There were 135 households, out of which 38.5% had children under the age of 18 living with them, 70.4% were married couples living together, 4.4% had a female householder with no husband present, and 23.7% were non-families. 21.5% of all households were made up of individuals, and 12.6% had someone living alone who was 65 years of age or older. The average household size was 2.74 and the average family size was 3.18.
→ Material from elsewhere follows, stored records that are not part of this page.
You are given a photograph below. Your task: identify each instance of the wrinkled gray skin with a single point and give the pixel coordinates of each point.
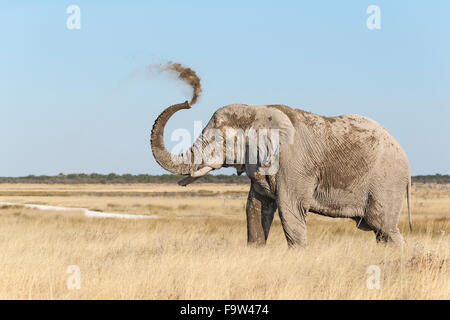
(346, 166)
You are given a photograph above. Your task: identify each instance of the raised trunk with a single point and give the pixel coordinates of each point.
(171, 162)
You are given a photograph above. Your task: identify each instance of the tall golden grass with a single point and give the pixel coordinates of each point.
(198, 250)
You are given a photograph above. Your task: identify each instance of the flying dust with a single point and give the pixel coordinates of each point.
(185, 74)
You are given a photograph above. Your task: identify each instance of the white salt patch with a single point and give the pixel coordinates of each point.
(87, 213)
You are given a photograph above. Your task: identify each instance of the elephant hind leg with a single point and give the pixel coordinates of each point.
(382, 214)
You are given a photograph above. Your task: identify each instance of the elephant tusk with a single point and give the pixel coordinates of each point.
(201, 172)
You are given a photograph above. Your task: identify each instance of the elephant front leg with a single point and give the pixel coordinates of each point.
(293, 220)
(260, 211)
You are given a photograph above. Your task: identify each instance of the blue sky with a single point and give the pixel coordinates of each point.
(68, 102)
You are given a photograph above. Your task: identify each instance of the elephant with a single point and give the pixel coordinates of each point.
(347, 166)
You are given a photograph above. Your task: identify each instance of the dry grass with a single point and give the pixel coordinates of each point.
(198, 251)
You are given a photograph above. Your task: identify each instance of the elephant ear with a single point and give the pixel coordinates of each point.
(280, 132)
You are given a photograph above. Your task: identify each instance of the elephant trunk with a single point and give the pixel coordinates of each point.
(175, 163)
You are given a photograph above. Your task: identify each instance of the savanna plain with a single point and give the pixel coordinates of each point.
(197, 248)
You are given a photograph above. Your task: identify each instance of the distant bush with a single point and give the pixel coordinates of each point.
(82, 178)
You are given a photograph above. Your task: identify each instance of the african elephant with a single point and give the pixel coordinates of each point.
(345, 166)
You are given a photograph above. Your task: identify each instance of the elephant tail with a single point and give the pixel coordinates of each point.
(408, 200)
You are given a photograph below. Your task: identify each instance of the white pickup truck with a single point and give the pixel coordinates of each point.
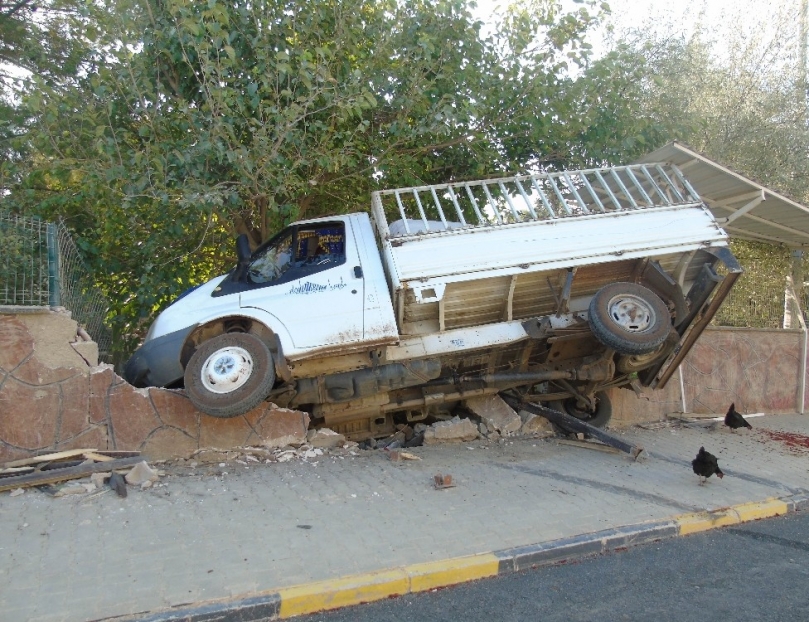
(551, 287)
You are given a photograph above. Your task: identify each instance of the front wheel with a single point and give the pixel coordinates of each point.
(230, 375)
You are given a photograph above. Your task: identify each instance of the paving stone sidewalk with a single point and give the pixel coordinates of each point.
(248, 529)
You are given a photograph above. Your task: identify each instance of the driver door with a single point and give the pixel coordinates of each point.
(305, 277)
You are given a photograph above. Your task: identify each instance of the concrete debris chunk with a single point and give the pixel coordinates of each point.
(118, 484)
(453, 431)
(443, 481)
(534, 424)
(495, 413)
(324, 437)
(98, 479)
(71, 489)
(140, 473)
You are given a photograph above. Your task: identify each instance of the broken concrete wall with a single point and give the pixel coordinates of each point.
(758, 369)
(53, 396)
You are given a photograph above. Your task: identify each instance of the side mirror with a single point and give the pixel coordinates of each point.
(243, 249)
(242, 256)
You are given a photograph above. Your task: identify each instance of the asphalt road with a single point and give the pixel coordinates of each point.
(756, 571)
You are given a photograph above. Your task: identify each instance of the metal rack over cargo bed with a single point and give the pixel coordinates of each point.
(455, 252)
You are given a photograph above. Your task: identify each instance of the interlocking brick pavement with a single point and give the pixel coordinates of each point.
(246, 530)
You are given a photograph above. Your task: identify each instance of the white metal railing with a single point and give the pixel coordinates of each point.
(541, 196)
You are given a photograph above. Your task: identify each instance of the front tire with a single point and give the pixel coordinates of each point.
(230, 375)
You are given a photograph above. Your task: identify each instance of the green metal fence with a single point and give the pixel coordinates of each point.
(40, 266)
(762, 306)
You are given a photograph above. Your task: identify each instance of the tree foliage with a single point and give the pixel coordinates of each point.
(201, 120)
(738, 96)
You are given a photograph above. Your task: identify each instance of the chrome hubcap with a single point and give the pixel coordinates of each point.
(227, 369)
(631, 313)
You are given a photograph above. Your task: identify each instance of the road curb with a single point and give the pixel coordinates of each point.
(362, 588)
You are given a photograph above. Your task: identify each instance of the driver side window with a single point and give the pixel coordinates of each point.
(298, 252)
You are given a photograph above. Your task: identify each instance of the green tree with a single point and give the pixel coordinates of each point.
(201, 120)
(737, 96)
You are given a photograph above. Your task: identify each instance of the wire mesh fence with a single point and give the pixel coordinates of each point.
(40, 266)
(757, 306)
(24, 277)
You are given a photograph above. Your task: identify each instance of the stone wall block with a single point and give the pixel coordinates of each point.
(175, 409)
(92, 438)
(168, 442)
(101, 379)
(280, 427)
(28, 414)
(233, 432)
(16, 343)
(132, 417)
(75, 406)
(34, 371)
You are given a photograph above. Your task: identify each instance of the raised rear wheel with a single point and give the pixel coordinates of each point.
(230, 375)
(629, 318)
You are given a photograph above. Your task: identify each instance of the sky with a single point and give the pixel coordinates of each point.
(681, 17)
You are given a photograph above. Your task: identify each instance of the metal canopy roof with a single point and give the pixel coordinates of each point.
(744, 208)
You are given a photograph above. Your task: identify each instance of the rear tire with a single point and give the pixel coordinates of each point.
(629, 318)
(230, 375)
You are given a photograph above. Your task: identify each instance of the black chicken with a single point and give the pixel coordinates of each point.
(734, 420)
(705, 465)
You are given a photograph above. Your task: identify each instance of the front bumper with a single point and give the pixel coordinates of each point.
(157, 363)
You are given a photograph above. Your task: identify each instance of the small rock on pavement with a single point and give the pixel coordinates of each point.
(534, 424)
(454, 430)
(495, 413)
(70, 490)
(98, 479)
(140, 473)
(324, 437)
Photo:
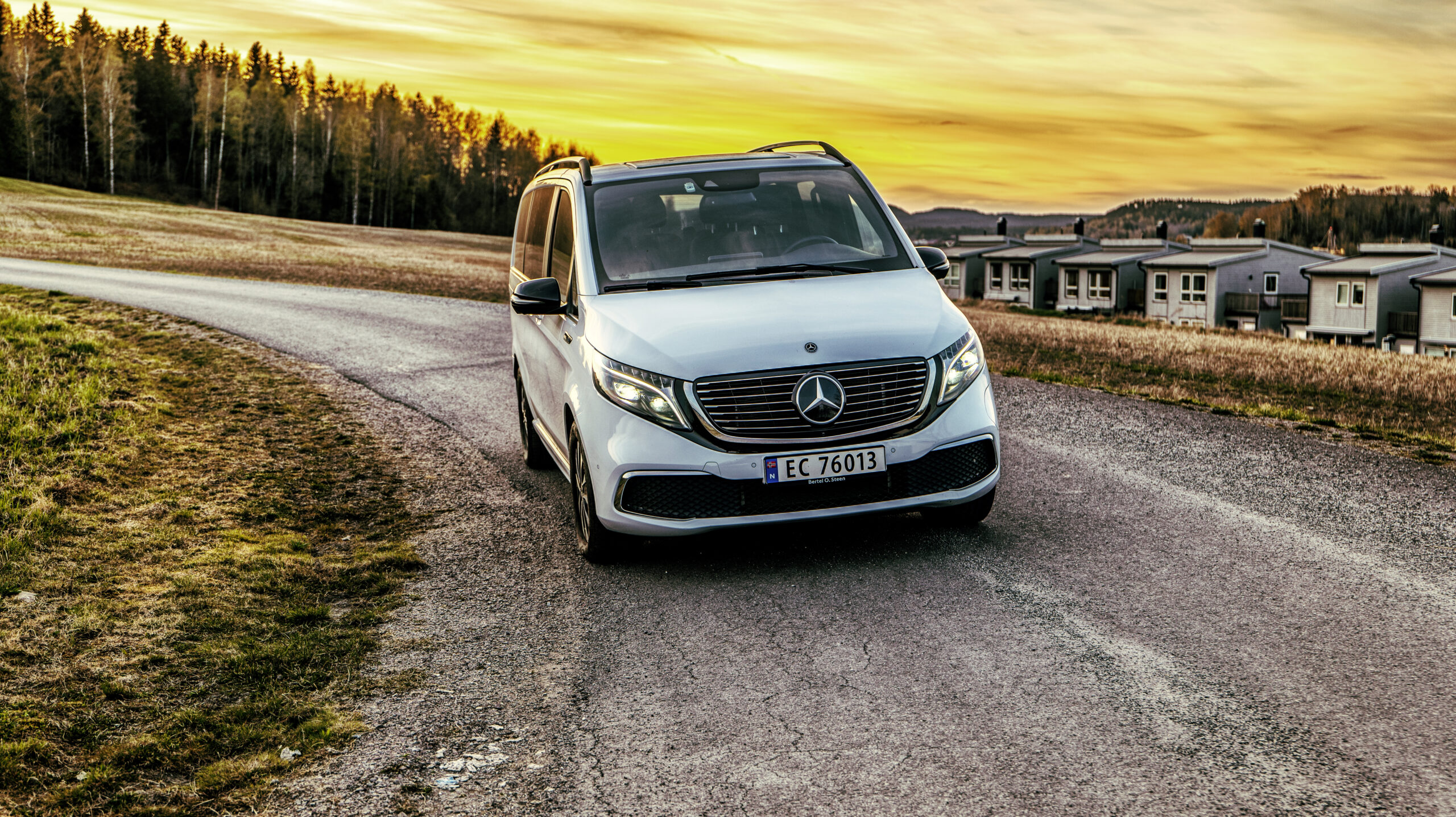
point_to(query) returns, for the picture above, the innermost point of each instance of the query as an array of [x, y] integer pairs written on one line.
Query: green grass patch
[[212, 546]]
In the village, the population was spread out, with 28.9% under the age of 18, 7.3% from 18 to 24, 30.0% from 25 to 44, 22.2% from 45 to 64, and 11.6% who were 65 years of age or older. The median age was 35 years. For every 100 females there were 102.2 males. For every 100 females age 18 and over, there were 97.7 males.

The median income for a household in the village was $37,083, and the median income for a family was $55,341. Males had a median income of $32,000 versus $100,000 for females. The per capita income for the village was $12,961. None of the population or families were below the poverty line.

==Education==
It is in the Northwestern Local School District.